A28 人類の本格的な宇宙空間への進出を支える活動がされるでしょう。

宇宙エレベーターは、地表と宇宙とを結ぶ宇宙輸送機関としての機能だけでなく、宇宙空間での人類の活動拠点としての機能も担います。宇宙エレベーターにおける活動拠点としては、静止軌道ステーションとケーブルに吊り下げる施設の2つを考えることができます。
静止軌道ステーションは、宇宙エレベーターの中核となる施設です。静止軌道高度では無重力状態になるので、ケーブルに荷重をかけることなく大きな施設を設置することができます。静止軌道高度以外のところでは、地球側でも宇宙側でも、静止軌道高度から離れるにしたがって大きな重力を感じるようになります。このような高度に施設を設置するには、ケーブルに吊り下げることになります。

初期の宇宙エレベーターでは、ケーブルに大きな荷重をかけることはできないので、ケーブルに吊り下げる施設を常設するのは難しいでしょう。将来的には、ケーブルの補強が十分進み、大きな荷重をかけることができるようになれば、様々な施設が吊り下げられるようになるかもしれません。
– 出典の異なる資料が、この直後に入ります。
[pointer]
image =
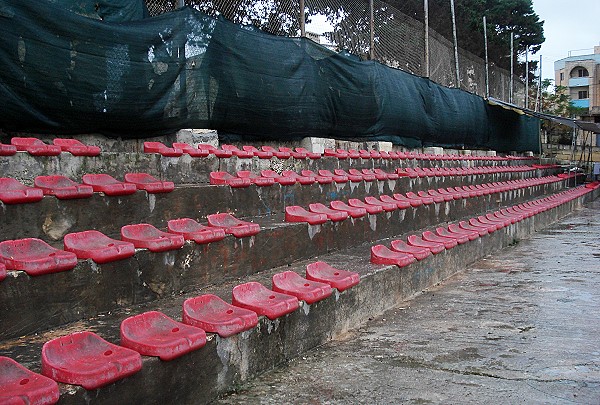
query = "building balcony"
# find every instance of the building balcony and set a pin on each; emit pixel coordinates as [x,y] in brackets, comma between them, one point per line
[579,81]
[582,103]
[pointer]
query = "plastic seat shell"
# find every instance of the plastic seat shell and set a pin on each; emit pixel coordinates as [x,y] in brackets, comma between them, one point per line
[324,273]
[97,246]
[35,257]
[20,385]
[192,230]
[84,358]
[214,315]
[309,291]
[14,192]
[146,236]
[155,334]
[256,297]
[108,185]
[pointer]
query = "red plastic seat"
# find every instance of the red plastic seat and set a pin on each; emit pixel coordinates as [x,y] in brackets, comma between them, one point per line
[448,243]
[381,174]
[460,237]
[14,192]
[7,150]
[277,153]
[324,273]
[471,235]
[146,236]
[255,179]
[365,177]
[256,297]
[214,315]
[97,246]
[242,154]
[414,202]
[309,154]
[387,206]
[335,177]
[419,253]
[334,215]
[76,148]
[19,385]
[224,178]
[304,180]
[159,147]
[381,254]
[320,179]
[371,209]
[424,198]
[295,213]
[261,154]
[354,212]
[293,153]
[220,153]
[148,183]
[190,150]
[400,204]
[108,185]
[192,230]
[415,240]
[84,358]
[155,334]
[233,226]
[35,257]
[35,147]
[283,180]
[309,291]
[355,178]
[62,187]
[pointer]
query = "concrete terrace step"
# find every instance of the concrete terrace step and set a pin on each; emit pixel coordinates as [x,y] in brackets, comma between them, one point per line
[30,306]
[201,375]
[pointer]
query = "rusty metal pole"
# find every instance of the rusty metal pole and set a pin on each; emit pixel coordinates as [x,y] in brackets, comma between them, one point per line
[302,20]
[372,29]
[455,44]
[426,9]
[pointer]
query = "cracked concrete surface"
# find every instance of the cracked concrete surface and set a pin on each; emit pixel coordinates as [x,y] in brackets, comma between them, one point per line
[522,326]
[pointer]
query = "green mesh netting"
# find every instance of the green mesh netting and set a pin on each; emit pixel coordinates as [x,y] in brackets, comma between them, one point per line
[65,73]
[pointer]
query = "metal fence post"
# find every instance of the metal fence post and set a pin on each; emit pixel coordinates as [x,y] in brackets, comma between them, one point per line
[426,9]
[372,29]
[302,20]
[455,43]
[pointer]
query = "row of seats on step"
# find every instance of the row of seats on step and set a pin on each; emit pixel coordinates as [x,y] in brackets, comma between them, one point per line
[86,359]
[13,191]
[319,213]
[36,257]
[268,152]
[244,178]
[37,147]
[417,247]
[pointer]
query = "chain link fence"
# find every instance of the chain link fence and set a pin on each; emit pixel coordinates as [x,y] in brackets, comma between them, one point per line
[345,25]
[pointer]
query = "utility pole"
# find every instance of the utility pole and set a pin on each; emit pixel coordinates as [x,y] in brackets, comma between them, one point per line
[512,68]
[426,8]
[455,43]
[527,77]
[302,20]
[372,29]
[487,68]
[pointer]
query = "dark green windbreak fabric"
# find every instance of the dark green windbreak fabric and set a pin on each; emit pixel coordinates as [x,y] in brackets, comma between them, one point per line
[64,73]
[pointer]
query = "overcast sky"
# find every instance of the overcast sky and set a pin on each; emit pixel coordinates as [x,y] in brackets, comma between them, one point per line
[568,26]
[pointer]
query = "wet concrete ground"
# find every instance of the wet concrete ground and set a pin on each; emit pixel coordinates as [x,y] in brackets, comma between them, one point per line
[522,326]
宇宙エレベーターに吊り下げられる恒常的な施設としては、火星や月の重力を模倣した施設や、軌道カタパルトでの宇宙機の発着施設などが考えられます。宇宙エレベーターでは、高度によって感じる重力の大きさが異なるので、火星の重力と同じになる高度では火星の環境を、また、月の重力と同じになる高度では月の環境を、それぞれ模倣することができます。このような高度に設置した施設では、火星や月に向かう人のための訓練や、火星や月で使う機材の試験などをすることができます。テーマパークができて、手軽に火星や月の重力を楽しむことができようになるかもしれません。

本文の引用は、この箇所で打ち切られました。